Resolving Intermittent Connection Failures: Stale HNS Endpoints in Windows L2Bridge
What's the problem?
Fix intermittent DNS timeouts and traffic misrouting in Windows Kubernetes nodes caused by stale HNS endpoints during Pod IP recycling. Improve network stability.
Why does this happen?
In L2Bridge networks, Pod IPs are frequently recycled.

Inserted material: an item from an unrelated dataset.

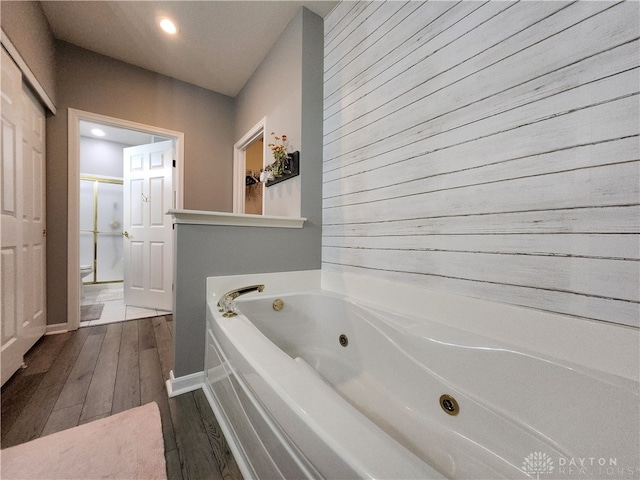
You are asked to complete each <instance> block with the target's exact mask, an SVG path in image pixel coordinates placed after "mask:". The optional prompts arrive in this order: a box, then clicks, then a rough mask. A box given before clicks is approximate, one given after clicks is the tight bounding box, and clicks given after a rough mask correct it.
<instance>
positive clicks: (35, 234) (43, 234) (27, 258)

When a remote endpoint persists in the Windows Host Network Service (HNS) after an IP is reassigned to a local Pod, the proxy misroutes traffic to the stale remote entry instead of the new local pod.
Code Example
// Logic implemented in pkg/proxy/winkernel/hns.go to reconcile endpoint states
if localEndpointExists && existingEp.IsRemote {
// Flag the stale remote HNS endpoint for immediate deletion
remoteEPsWithDupIP[existingEp.hnsID] = true;
log.Info("Detected stale remote HNS endpoint; scheduling deletion", "ID", existingEp.hnsID);
}
// Defer block ensures cleanup occurs before new rules are applied
defer deleteAllRemoteEndpointsWithDupIP(remoteEPsWithDupIP); How to fix it
Upgrade to a version of kube-proxy containing the endpoint reconciliation logic. Ensure your cluster is updated to support proactive HNS pruning. If manual remediation is required, restart the kube-proxy pod to trigger a full synchronization cycle, which now forces the cleanup of remote HNS entries that conflict with local Pod IP assignments.